Nessuno che non sia esperto si azzarda a cucinare una pizza, ma troppi si improvvisano scrittori.
È questo il riassunto del pensiero tagliente di Giampiero Mughini, apparso nella giornata di ieri, domenica 28 novembre 2021, sulle pagine dell’Huffington Post.
Tutto nasce da un dato: ogni anno in Italia vengono pubblicati più di 75 mila libri.
Per capire a pieno la grandezza di questo numero potrebbe tornarci utile immaginare tutti i cittadini, dai 0 ai 99 anni, di Asti o Caserta (rispettivamente la 63esima e la 64esima provincia più popolosa d’Italia) che nello stesso anno arrivano in libreria con un testo firmato da loro.
Ma com’è possibile che ogni anno in Italia venga pubblicato un così alto numero di titoli?
La risposta di Mughini si concentra su un altro dato, statisticamente accertato, che vede il 70% degli italiani incapace di intendere l’editoriale di prima pagina di un quotidiano.
Come possono esserci, dunque, così tanti scrittori e così pochi lettori capaci di comprendere un testo mediamente complesso?
Di quei 75.000 libri, oltre la metà non vede una sola copia venduta, prosegue Mughini, e dunque non ha alcun altro lettore che non siano i parenti dell’autore.

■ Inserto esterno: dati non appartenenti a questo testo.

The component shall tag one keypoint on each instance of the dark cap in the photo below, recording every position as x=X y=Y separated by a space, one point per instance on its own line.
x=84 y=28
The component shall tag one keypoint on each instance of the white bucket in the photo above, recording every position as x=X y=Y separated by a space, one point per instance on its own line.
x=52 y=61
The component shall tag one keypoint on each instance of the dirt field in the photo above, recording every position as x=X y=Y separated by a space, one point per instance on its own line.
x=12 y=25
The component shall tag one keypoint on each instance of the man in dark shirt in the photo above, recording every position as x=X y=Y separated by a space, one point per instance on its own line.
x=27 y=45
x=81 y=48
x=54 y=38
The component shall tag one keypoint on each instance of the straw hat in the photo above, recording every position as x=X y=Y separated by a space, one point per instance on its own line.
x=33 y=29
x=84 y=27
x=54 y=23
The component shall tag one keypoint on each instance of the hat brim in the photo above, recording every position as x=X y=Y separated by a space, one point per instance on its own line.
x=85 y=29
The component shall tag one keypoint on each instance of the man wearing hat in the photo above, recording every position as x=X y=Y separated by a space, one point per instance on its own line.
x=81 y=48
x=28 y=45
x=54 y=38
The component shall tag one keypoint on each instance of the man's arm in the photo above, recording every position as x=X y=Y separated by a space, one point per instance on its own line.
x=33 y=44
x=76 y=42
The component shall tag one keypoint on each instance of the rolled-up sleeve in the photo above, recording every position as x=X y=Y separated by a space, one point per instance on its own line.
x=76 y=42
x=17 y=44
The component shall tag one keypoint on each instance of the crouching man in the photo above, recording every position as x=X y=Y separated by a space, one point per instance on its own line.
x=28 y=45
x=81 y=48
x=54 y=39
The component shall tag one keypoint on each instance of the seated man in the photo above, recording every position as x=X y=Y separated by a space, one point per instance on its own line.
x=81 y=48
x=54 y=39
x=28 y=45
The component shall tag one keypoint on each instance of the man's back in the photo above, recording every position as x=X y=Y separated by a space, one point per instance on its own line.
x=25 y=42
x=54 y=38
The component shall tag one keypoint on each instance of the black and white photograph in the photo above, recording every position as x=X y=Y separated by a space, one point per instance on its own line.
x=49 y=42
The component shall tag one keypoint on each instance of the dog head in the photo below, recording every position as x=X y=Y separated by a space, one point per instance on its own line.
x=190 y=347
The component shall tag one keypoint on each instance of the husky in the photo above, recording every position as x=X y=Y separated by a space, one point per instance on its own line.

Nessuno che non sia particolarmente esperto si azzarda a cucinare una pizza, un mestiere difficile ma non difficilissimo; sono orde quelli che si avventano sui tasti di una macchina per scrivere o di un computer a comporre un libro, a metter giù un soggetto predicato e complemento, un mestiere che appare facile e che è invece difficilissimo.
Sarebbe interessante comprendere, ora, come quella moltitudine di libri che non trova lettori, e quindi acquirenti, possa esser stata pubblicata da una qualsiasi casa editrice: dietro l’uscita di un libro, infatti, si celano molteplici costi, dalla carta sulla quale viene stampato, all’editing, alla correzione delle bozze, l’impaginazione, la copertina, la grafica, l’ufficio stampa, le attività di segreteria e molto altro.
Sapere che quindi approssimativamente più di 30.000 titoli in Italia rappresentano un flop editoriale, fa sorgere numerosi interrogativi non solo sull’audacia di quei moltissimi che si lanciano impavidi sulla propria tastiera per scrivere il proprio lavoro, ma anche sull’attività di selezione che le grandi, piccole e medie case editrici fanno di fronte alle migliaia di proposte che quotidianamente ricevono.
Scrivere libri è difficilissimo, conclude Mughini nel suo articolo, ci vuole ostinazione nell’aver scavato le zolle da cui sgorga il racconto, cultura non banale e non piaciona, senso della qualità musicale della frase, altro che soggetto predicato e complemento. Scrivere è una strada tutta in salita, quanto di più irta.
E non solo scrivere è un mestiere difficile: anche distinguere ciò che è editorialmente valido da ciò che non lo è, non è cosa molto semplice.